How internet sleuths - and secret courts - have changed the reporting of miscarriages of justice.

The letter from Whitemoor Prison in Cambridgeshire was in poor English but its message was clear. The writer claimed he was serving a life sentence for a murder that he had not committed. What was also clear was that this was no ordinary case. Not only was the victim a respected author and photographer who lived in one of the most expensive streets in London, but his alleged killer was the grandson of Chairman Mao’s third-in-command and an informant for MI6 whose entire defence at his Old Bailey trial had been heard in secret, with reporters excluded from the court.

It took some weeks to unravel the story of Wang Yam, who was convicted of the murder of Allan Chappelow at his home in Hampstead in 2006. Wang had supposedly broken in to Chappelow’s letter box at his front gate to steal bank details and, according to the prosecution, probably killed him when confronted. The victim’s body was discovered several days later.

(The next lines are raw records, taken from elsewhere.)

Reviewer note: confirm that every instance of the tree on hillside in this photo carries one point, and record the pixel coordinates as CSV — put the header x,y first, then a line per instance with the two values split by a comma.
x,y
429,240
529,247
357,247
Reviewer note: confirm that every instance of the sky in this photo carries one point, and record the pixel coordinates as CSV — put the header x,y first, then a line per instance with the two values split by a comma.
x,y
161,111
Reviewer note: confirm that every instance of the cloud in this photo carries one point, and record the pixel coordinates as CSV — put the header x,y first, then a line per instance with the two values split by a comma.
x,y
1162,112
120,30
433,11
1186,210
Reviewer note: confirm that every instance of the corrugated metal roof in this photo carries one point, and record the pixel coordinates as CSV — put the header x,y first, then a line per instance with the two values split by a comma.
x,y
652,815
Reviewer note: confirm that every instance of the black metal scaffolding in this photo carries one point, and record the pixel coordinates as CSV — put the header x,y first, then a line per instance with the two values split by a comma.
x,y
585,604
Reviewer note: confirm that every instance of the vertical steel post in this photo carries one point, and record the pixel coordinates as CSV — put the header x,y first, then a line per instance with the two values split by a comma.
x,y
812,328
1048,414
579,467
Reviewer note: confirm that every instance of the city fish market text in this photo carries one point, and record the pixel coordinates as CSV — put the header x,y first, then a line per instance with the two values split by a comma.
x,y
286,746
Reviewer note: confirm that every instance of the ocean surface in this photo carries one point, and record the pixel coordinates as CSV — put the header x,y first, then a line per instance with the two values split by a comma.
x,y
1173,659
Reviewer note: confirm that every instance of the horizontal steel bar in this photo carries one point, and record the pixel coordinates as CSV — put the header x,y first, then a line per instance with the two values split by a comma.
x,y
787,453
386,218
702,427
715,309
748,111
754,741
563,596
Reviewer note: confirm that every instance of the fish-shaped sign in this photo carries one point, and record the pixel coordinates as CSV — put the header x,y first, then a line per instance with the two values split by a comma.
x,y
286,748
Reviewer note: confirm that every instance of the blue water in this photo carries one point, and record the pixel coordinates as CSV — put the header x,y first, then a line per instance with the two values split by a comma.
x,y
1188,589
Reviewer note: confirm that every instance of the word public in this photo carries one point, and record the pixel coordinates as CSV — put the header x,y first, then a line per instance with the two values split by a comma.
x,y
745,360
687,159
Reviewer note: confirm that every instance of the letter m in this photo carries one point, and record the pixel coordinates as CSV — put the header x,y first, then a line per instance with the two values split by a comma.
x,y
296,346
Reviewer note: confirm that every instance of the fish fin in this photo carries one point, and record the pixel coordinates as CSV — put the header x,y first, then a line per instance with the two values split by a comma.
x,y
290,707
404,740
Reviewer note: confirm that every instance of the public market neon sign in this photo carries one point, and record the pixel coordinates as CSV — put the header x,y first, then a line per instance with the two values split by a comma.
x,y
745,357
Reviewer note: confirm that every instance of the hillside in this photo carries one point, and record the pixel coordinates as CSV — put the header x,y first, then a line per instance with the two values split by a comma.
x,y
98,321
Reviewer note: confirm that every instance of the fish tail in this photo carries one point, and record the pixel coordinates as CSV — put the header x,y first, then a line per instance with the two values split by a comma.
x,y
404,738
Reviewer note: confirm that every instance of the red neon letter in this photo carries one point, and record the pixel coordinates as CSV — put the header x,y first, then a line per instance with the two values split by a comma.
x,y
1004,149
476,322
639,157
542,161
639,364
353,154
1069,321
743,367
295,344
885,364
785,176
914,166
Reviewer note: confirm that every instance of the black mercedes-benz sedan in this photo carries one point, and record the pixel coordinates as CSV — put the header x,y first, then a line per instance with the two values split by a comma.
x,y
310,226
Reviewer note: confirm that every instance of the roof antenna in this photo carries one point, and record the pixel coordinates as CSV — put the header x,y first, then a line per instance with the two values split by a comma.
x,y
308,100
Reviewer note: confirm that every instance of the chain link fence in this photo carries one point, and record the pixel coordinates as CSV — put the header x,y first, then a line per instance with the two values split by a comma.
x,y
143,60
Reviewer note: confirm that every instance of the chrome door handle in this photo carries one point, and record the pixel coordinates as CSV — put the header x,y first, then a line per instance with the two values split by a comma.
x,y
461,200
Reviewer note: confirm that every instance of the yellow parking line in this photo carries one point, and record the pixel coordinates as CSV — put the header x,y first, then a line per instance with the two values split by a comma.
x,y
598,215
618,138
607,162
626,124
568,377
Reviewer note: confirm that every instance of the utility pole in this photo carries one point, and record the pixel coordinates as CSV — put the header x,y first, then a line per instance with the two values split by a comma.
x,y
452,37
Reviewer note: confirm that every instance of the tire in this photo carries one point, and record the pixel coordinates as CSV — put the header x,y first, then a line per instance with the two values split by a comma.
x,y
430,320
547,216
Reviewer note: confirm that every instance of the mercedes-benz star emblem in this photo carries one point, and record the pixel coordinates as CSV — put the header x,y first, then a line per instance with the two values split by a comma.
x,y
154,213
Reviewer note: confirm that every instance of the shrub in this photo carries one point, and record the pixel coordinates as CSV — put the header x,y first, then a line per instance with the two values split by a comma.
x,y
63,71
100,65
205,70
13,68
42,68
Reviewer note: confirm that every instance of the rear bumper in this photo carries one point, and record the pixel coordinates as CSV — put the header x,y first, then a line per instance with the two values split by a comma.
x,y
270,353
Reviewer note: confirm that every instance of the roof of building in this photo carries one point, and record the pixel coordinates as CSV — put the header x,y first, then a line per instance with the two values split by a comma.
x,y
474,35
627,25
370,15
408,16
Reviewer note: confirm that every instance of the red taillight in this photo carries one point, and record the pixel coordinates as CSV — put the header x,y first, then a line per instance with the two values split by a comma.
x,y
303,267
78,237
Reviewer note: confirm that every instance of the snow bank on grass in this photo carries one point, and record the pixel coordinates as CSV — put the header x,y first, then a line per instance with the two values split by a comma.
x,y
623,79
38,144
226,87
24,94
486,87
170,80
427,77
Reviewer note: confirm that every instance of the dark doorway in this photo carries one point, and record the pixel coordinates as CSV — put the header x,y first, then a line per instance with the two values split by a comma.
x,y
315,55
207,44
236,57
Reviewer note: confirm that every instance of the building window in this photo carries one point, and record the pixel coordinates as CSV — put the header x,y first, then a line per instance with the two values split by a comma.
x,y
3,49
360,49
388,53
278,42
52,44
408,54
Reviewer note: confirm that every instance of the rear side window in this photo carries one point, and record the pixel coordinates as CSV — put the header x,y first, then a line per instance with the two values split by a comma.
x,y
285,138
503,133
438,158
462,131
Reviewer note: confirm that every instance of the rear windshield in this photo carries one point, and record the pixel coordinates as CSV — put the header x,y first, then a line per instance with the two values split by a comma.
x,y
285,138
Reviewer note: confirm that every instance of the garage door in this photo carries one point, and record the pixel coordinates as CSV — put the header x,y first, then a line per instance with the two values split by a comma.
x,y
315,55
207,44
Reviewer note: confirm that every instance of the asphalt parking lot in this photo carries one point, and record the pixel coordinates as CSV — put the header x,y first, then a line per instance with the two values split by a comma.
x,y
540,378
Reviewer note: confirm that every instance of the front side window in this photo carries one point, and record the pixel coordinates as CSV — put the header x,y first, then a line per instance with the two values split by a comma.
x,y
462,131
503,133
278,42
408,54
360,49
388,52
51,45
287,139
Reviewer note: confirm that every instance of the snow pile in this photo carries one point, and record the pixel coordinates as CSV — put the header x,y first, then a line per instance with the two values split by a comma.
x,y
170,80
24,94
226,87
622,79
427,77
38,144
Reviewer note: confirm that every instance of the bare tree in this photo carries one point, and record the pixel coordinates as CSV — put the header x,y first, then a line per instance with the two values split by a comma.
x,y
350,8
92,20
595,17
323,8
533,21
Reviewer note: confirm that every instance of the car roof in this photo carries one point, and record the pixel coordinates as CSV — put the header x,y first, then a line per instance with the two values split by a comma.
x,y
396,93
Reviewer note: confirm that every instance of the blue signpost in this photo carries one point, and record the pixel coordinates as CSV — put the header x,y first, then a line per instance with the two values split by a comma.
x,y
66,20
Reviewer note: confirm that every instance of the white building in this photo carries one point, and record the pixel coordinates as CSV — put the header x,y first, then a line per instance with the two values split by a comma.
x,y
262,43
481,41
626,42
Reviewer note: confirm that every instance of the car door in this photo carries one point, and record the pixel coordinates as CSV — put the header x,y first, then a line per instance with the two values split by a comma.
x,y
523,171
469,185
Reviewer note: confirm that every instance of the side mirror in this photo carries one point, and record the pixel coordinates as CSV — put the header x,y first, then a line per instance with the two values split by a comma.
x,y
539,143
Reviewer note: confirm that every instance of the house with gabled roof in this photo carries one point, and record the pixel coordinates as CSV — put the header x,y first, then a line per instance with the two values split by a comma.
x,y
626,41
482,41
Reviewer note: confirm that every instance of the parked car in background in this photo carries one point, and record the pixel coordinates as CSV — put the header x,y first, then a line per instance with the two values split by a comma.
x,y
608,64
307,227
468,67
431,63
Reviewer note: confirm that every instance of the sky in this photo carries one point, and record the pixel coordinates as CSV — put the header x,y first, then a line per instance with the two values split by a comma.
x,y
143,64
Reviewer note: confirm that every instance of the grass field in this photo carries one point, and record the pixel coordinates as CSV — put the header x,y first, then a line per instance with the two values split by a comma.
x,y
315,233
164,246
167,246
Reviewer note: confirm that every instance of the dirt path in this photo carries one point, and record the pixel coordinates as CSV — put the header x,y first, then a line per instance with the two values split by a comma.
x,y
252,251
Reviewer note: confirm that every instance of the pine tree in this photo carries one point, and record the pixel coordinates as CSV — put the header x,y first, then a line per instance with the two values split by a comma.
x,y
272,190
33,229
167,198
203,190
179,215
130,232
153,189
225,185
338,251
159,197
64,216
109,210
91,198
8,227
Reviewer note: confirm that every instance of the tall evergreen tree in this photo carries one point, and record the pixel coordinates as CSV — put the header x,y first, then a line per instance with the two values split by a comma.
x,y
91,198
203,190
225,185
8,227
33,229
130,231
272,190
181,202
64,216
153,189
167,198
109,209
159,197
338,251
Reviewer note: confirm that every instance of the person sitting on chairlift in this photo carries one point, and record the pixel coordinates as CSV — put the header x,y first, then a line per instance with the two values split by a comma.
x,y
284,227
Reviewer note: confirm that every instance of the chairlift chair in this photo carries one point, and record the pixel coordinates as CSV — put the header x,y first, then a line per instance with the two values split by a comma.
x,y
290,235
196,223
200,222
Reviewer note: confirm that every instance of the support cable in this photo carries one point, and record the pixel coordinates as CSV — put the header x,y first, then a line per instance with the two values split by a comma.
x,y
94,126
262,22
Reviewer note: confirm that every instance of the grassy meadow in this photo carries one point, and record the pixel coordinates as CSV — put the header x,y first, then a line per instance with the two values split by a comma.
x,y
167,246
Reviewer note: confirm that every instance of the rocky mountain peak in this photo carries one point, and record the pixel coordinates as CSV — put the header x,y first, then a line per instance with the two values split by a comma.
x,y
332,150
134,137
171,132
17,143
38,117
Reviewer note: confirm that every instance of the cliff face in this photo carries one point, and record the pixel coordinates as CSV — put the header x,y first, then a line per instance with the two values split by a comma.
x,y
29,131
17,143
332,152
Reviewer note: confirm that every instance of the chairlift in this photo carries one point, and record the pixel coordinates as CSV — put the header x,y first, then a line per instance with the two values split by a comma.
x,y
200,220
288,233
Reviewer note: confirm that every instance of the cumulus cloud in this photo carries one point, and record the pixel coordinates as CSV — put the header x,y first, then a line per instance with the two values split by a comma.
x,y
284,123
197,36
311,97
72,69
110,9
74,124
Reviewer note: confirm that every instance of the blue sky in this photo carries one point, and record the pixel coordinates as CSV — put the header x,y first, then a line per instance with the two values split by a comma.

In his letter, Wang claimed that because the press had been barred from reporting his defence he had not received a fair trial. With my colleague Richard Norton-Taylor, I wrote a story about the case that appeared in the Guardian in January 2014. Shortly afterwards, a former close neighbour of Chappelow contacted us to say that, after Wang was already in custody, someone had tried to break into his letter box, too, and that the intruder, when discovered, had threatened to kill him and his family. In April, the Criminal Cases Review Commission announced that, as a result of this fresh evidence, the case was going back to the Court of Appeal. It is now expected to be heard soon.

Even though no murder trial had ever been heard in such secrecy at the Old Bailey before or since, the media largely ignored the story. Tales of alleged miscarriage of justice don’t make many waves these days.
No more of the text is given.